Hypertensive crisis


What is a hypertensive crisis?

  • Hypertensive crises have historically been classified as hypertensive emergency or hypertensive urgency, although the latter term is potentially misleading. When evaluating patients with severe elevations in blood pressure, the primary consideration in determining the need for rapid treatment is the presence of acute target-organ dysfunction. Target organs affected predominately include those of the cardiovascular, renal, or central nervous systems. Although severe hypertension is commonly defined as blood pressure greater than 180/120 mm Hg, there is no absolute value of blood pressure that dictates urgent treatment. Patients with hypertensive emergency and associated end-organ damage will benefit from aggressive reductions in blood pressure, while patients with isolated severe hypertension may be harmed by similarly aggressive treatment measures.

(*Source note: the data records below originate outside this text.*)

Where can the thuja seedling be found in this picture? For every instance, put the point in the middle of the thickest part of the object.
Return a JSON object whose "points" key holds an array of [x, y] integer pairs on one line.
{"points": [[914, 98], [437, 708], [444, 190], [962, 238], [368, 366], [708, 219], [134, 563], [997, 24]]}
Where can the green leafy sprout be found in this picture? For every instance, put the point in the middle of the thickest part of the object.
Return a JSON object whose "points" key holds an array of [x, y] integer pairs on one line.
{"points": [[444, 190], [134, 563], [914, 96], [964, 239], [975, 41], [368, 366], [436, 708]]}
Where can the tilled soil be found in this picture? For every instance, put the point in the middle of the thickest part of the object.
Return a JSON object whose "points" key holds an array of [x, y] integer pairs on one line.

How commonly do these situations occur?

  • Nearly one in four US emergency department (ED) patients have a hypertension-related diagnosis. Although severe hypertension is frequently seen in the ED, true hypertensive emergencies account for less than 1% of ED visits. Cardiac and neurologic emergencies are the most common manifestations of target-organ damage associated with hypertensive emergency.

What are the causes of a hypertensive crisis?

  • Most cases of hypertensive crisis occur in patients with a known diagnosis of hypertension and are a result of medication non-adherence. Severe hypertension may also occur with the use of illicit drugs (e.g., cocaine, methamphetamines) and nonillicit drugs (e.g., nasal decongestants, nonsteroidal anti-inflammatory drugs, glucocorticoids). Various withdrawal syndromes (alcohol, benzodiazepines, clonidine) may present with severe hypertension. Further precipitating factors may include excessive sodium intake, acute psychiatric emergencies, acute pain syndromes, strokes, heart failure, and renal failure. Preeclampsia or eclampsia with severe hypertension may occur in pregnancy or in the early postpartum period. Less common causes of acute severe hypertension include pheochromocytoma, endocrine emergencies such as thyrotoxicosis or Cushing’s syndrome, and scleroderma renal crisis.

What are the common clinical presentations of hypertensive crisis?

  • Acute severe hypertension may be either the precipitating factor or a consequence of various hypertensive emergencies. Life-threatening manifestations of target-organ dysfunction associated with severe hypertension include acute coronary syndrome, acute heart failure, aortic dissection, ischemic stroke, intracranial hemorrhage, hypertensive encephalopathy, including the posterior reversible leukoencephalopathy syndrome (PRES), renal failure, and eclampsia. These syndromes may occur in patients with or without a preexisting hypertension diagnosis.

What historical information should be obtained?

  • A detailed history is helpful in assessing patients with hypertensive crisis and should elucidate the presence or absence of symptoms suggesting target-organ damage. Obtain a thorough medication history, including timing, dosages, and compliance with both prescribed and over-the-counter medications. The social history will include screening for the use of illicit substances and alcohol, as well as an assessment of social determinants of health that may impact adherence to therapies and dietary recommendations. A full review of systems may elucidate less common precipitating factors of severe hypertension (e.g., thyrotoxicosis). Past medical history is helpful in evaluating for preexisting conditions associated with organ damage or risk of developing organ damage, including current or recent pregnancies.